1.1.0 release highlights

New and notable changes in version 1.1.0 of Elastic Cloud on Kubernetes. Check Elastic Cloud on Kubernetes version 1.1.0 for the full list of changes.

Establishing uni-directional connections from ECK-managed Elasticsearch clusters to other Elasticsearch clusters for cross-cluster replication and cross-cluster search purposes is now easy to achieve through a few additions to the YAML manifest. This feature is available for all managed clusters running a supported version of Elasticsearch with an Enterprise or Enterprise trial licence.

File realm users and roles are now configurable using Kubernetes secrets. This enables consistent and auditable user management practices and GitOps use cases.

Validation has been extended to more ECK resource types to catch invalid configurations during admission. Enabling the validating webhook will extend the capabilities of ECK to catch most common configuration issues during update operations as well.

Access control policies can be enforced on cross-namespace Elasticsearch associations created by Kibana and APM Server instances. This feature is disabled by default to avoid breaking existing deployments. Check Restrict cross-namespace resource associations for more information.

ECK resources have the correct discovery hints added by default to facilitate Filebeat discovery.

The default container registry used by the operator can be configured to ease deployments in air-gapped environments. When the container registry is correctly configured, users no longer need to specify the container image field in their manifests.

The concept of global and namespace operator roles no longer exists, and as such, the --operator-roles flag has been removed. Instead, you can configure the operator to manage a pre-defined set of namespaces by passing a comma-separated list of namespaces to the --namespaces flag (default behaviour is to manage all namespaces). Instead of the webhook role, use the dedicated --enable-webhook flag to manage the webhook. Check Configure ECK for more information about operator configuration flags.

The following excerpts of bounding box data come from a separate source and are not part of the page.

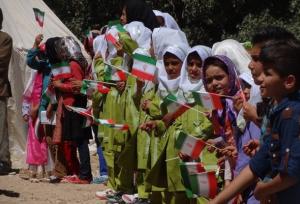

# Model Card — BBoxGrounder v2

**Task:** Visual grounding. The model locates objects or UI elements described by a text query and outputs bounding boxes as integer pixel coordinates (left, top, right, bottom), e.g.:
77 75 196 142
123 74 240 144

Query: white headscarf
124 21 152 50
154 28 190 98
93 35 107 60
212 39 251 75
152 27 190 61
153 10 180 30
179 45 211 92
105 26 119 60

Container ports of managed resources are now named according to the protocol (https for TLS enabled ports and http for TLS disabled ports). Previously they were named http regardless of the protocol being used. If you have any configurations that refer to the container ports by name (Ingress configurations, for example), review those to ensure that they use the correct name. One option may be to temporarily change to targeting the port number (for example 9200 for Elasticsearch), rather than the name, before updating ECK. Once the container port is updated to the new name, you can change to targeting the port name again.

Default readiness probes generated by the operator for Kibana and APM Server resources have changed from HTTP GET actions to exec actions. This is to accommodate environments where host-to-pod communication is restricted for security reasons. This change will affect ingress resources that are used to expose Kibana or APM Server, as some ingress controllers re-purpose the pod readiness probe as a health check. If you are unable to access Kibana or APM Server through the ingress after upgrading to ECK 1.1.0, override the readiness probe definitions as follows:

Kibana.

apiVersion: kibana.k8s.elastic.co/v1
kind: Kibana
metadata:
  name: quickstart
spec:
  version: 8.19.8
  count: 1
  elasticsearchRef:
    name: quickstart
  podTemplate:
    spec:
      containers:
        - name: kibana
          readinessProbe:
            httpGet:
              scheme: HTTPS
              path: "/login"
              port: 5601

APM Server.

apiVersion: apm.k8s.elastic.co/v1
kind: ApmServer
metadata:
  name: quickstart
spec:
  version: 8.19.8
  count: 1
  elasticsearchRef:
    name: quickstart
  podTemplate:
    spec:
      containers:
        - name: apm-server
          readinessProbe:
            httpGet:
              scheme: HTTPS
              path: "/"
              port: 8200

ECK versions prior to 1.1.0 generate Elasticsearch passwords using a weak random number generator. If an attacker is able to determine when an Elasticsearch cluster was deployed, they may be able to more easily brute force the Elasticsearch credentials generated by ECK. For existing clusters, we recommend users regenerate credentials following the steps detailed here. Resources created by ECK 1.1.0 do not require any action.